New instructions are fetched by asserting o_ibus_cyc until there is a response on i_ibus_ack. Instruction fetches occur when the reset signal is deasserted, which is what gets SERV started, or when the PC has finished updating its value.

Instruction life cycle
----------------------

The life cycle of an instruction starts by the core issuing a request for a new instruction on the ibus and ends when the PC has been updated with the address of the next instruction. This section goes through what happens between those points for the various types of instructions. SERV distinguishes between two-stage and one-stage operations with the former category being all jump (branch), shift, slt and load/store instructions and the latter all other operations. In addition to this, exceptions are a special case. Only two-stage operations (jump, load/store) can cause an exception. Regardless of instruction type, they all start out the same way.

.. image:: life_cycle.png

Fetch
^^^^^
The bus requests begin by SERV raising o_ibus_cyc until the memory responds with an i_ibus_ack and presents the instruction on i_ibus_rdt.
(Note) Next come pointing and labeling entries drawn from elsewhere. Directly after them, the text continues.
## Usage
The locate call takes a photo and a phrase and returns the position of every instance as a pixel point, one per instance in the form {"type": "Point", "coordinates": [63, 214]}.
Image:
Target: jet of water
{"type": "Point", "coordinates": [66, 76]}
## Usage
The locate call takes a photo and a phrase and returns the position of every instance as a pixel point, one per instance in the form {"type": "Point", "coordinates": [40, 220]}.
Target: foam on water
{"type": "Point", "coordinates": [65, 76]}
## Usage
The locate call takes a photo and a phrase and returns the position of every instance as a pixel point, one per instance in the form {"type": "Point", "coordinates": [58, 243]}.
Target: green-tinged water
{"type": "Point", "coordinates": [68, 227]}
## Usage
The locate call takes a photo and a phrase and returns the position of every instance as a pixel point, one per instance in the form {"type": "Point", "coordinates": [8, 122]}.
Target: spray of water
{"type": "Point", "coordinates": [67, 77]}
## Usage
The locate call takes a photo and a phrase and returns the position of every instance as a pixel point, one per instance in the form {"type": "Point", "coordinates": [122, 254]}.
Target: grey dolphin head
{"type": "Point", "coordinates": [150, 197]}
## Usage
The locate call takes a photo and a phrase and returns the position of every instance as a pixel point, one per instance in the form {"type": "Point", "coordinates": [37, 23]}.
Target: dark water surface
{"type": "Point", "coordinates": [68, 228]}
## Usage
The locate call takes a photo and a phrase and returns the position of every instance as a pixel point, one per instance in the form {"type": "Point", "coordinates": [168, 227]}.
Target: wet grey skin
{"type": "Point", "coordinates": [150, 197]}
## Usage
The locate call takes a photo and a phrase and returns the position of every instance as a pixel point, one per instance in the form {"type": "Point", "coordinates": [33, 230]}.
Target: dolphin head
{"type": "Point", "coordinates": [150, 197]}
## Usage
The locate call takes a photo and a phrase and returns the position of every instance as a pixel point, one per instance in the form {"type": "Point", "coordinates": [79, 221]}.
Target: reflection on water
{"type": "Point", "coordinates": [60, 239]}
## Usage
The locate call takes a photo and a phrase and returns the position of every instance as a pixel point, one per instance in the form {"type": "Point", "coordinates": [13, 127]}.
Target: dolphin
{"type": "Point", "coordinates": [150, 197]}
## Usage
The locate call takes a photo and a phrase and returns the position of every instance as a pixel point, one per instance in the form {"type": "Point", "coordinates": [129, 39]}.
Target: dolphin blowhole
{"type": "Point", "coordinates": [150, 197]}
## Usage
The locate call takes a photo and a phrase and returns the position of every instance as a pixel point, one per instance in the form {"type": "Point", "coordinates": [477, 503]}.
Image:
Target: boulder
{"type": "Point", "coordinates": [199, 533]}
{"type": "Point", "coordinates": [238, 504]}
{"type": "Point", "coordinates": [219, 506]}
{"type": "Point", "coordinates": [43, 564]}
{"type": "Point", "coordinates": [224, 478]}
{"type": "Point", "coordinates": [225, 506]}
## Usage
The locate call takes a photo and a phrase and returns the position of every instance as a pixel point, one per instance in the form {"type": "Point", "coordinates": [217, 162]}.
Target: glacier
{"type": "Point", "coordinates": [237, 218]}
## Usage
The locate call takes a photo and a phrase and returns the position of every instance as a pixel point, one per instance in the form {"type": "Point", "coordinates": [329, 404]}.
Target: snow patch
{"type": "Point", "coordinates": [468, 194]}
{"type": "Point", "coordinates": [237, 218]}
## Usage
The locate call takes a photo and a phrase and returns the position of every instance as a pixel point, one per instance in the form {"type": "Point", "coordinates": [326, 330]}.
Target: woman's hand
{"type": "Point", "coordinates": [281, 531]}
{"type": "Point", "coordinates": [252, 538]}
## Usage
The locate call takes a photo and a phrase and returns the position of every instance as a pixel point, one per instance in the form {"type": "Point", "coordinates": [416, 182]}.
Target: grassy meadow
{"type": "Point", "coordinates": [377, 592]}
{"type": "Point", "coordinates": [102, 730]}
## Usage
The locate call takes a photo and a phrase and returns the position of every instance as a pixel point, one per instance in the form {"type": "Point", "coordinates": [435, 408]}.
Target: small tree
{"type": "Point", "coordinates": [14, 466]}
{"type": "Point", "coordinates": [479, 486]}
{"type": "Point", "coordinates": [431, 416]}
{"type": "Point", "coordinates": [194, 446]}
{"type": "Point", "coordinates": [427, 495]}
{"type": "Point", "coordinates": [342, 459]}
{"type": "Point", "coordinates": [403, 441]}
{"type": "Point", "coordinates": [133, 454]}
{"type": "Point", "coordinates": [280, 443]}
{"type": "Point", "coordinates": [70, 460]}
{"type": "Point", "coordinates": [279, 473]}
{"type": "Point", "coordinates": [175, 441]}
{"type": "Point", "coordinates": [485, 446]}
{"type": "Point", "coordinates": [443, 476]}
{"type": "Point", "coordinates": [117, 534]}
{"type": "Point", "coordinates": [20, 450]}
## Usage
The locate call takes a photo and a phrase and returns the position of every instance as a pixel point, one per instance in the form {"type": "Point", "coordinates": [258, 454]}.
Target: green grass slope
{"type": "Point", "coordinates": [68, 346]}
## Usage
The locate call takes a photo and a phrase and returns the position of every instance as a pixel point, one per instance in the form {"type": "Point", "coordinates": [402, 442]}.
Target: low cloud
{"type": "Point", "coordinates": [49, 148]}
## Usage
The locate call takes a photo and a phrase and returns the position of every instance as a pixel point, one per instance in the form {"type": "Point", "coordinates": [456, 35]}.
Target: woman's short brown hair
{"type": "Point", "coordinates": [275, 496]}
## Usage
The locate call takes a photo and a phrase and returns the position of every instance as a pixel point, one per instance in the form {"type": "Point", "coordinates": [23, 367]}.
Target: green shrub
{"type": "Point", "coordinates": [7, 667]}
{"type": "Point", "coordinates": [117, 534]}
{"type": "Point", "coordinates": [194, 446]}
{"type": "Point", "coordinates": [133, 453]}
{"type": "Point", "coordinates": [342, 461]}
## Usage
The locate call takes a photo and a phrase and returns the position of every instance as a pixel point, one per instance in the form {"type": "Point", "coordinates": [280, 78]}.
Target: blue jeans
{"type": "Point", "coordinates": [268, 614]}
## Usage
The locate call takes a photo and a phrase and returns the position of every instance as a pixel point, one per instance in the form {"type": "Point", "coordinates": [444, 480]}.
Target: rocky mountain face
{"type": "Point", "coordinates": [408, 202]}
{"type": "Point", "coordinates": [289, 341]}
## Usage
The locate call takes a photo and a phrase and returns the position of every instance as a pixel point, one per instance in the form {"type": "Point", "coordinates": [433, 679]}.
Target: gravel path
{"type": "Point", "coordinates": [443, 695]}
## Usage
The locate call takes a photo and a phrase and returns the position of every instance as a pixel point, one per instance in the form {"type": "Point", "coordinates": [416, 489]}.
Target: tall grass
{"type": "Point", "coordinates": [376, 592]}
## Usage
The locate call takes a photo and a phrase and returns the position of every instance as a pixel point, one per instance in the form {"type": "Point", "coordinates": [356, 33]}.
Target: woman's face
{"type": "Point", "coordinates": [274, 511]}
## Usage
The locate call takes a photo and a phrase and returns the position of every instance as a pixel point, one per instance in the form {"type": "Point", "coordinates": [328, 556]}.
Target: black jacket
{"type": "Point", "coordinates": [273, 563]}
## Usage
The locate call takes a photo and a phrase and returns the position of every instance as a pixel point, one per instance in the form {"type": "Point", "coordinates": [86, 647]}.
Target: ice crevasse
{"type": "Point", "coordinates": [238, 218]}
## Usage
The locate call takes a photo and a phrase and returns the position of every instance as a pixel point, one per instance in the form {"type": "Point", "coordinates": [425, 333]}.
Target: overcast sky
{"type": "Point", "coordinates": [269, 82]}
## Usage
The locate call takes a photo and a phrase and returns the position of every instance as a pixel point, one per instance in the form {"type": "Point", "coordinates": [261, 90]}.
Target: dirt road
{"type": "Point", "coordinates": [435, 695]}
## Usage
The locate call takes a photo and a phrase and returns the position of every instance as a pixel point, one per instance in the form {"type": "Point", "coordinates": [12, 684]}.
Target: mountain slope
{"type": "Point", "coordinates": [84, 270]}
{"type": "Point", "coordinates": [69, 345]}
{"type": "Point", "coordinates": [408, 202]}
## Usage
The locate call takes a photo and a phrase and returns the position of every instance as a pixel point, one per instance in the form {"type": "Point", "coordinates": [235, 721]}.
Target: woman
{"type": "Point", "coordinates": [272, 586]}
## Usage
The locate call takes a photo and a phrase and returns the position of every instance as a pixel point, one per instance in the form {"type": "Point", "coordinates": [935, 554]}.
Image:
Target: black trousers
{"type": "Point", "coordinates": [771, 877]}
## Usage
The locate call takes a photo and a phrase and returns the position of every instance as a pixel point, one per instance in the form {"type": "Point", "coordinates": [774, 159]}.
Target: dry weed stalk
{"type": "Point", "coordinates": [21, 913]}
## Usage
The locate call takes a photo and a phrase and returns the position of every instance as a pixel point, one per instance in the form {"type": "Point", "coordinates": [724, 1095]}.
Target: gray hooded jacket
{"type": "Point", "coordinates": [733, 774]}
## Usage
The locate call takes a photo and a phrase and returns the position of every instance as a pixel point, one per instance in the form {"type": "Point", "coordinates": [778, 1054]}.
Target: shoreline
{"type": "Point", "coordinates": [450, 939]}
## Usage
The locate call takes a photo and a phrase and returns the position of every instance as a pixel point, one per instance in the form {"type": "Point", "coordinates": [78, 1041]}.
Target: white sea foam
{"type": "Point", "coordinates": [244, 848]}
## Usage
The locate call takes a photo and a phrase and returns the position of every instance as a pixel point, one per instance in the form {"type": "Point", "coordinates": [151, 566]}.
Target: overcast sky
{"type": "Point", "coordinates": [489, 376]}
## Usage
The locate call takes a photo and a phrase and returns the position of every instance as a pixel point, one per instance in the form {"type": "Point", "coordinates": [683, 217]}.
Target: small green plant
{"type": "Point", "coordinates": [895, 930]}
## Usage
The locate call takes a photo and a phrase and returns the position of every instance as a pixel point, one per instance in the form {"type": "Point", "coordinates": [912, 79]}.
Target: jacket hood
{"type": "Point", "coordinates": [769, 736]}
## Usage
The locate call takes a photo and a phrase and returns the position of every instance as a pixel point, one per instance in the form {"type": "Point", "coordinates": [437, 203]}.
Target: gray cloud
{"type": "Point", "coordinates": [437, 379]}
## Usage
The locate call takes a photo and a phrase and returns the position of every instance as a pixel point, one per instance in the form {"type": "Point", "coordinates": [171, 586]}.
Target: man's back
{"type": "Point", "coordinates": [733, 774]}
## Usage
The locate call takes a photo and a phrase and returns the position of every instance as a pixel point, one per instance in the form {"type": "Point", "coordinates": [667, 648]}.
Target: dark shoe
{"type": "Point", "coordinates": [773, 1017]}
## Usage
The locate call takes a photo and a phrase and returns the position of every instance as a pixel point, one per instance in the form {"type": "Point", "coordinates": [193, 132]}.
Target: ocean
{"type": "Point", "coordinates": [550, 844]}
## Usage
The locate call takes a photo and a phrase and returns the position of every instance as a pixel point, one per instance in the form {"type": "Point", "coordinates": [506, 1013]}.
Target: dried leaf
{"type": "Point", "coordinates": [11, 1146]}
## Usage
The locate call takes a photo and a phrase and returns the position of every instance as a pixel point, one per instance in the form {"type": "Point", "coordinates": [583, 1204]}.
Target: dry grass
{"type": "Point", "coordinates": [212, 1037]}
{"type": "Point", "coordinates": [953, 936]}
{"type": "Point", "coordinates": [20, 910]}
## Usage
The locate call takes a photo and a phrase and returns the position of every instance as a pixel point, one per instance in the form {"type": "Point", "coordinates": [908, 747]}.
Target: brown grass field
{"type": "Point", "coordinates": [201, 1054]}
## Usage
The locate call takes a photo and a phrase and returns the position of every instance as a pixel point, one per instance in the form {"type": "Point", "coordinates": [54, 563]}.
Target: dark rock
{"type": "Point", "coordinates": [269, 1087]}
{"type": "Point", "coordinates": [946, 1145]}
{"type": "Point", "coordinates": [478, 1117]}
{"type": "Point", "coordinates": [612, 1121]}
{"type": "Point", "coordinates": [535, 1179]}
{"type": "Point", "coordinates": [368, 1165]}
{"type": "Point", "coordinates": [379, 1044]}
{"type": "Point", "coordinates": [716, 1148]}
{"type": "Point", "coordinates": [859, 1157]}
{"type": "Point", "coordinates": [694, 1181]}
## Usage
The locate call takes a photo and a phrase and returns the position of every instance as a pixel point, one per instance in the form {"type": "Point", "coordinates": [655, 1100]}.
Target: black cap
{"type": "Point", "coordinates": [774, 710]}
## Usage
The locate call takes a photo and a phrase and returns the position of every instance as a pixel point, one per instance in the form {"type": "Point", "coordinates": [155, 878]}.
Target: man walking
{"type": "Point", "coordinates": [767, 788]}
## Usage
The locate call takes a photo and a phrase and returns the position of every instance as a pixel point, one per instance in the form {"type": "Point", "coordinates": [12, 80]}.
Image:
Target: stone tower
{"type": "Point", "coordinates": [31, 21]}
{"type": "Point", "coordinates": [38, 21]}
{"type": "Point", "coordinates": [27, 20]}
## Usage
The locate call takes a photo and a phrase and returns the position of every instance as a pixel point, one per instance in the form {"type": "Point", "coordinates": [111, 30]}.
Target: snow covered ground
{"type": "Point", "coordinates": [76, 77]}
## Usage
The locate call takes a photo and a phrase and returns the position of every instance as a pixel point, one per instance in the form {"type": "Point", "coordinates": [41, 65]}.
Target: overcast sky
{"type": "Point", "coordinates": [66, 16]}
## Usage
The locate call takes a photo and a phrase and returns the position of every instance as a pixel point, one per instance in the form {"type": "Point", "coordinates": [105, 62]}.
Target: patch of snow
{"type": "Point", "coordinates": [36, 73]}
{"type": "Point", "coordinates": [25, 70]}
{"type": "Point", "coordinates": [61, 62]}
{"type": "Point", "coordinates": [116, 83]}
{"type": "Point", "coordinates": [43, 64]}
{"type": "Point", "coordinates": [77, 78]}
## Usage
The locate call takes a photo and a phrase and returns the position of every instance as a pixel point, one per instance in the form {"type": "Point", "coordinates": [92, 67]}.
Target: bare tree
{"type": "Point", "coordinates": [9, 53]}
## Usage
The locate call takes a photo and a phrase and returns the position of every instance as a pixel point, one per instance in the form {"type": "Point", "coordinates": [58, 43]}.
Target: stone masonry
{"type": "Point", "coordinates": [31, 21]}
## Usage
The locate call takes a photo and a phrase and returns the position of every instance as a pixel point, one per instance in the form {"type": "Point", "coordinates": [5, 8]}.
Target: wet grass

Upon seeing the ack, SERV will lower cyc to indicate the end of the bus cycle.

.. wavedrom::

        { signal: [
          { name: "clk"       , wave: "0P|......"},
          { name: "o_ibus_cyc", wave: "01|.0.....", node: ".a..."},
          { name: "i_ibus_ack", wave: "0.|10.....", node: "...b", data: "r0"},
          { name: "rf_rreq"   , wave: "0.|10.....", node: "...c.", data: "r1"},
          { name: "i_ibus_rdt", wave: "x.|2x.....", node: "...", data: "i0"},
          { name: "opcode"    , wave: "x.|.2.....", data: "i0[6:2]"},
          { name: "funct3"    , wave: "x.|.2.....", data: "i0[14:12]"},
          { name: "imm30"     , wave: "x.|.2.....", data: "i0[30]"},
          {},
          { name: "r*_addr"   , wave: "x.|.2.....", data: "i0[24:15,11:7]"},
          { name: "imm*"      , wave: "x.|.2.....", data: "i0[31:7]"},

          ],
          edge : [
          "a~>b","b~>c"]
        }

Decode
^^^^^^
When the ack appears, two things happen in SERV. The relevant portions of the instruction such as opcode, funct3 and immediate value are saved in serv_decode and serv_immdec. The saved bits of the instruction is then decoded to create the internal control signals that corresponds to the current instruction. The decoded control signals remain static throughout the instruction life cycle.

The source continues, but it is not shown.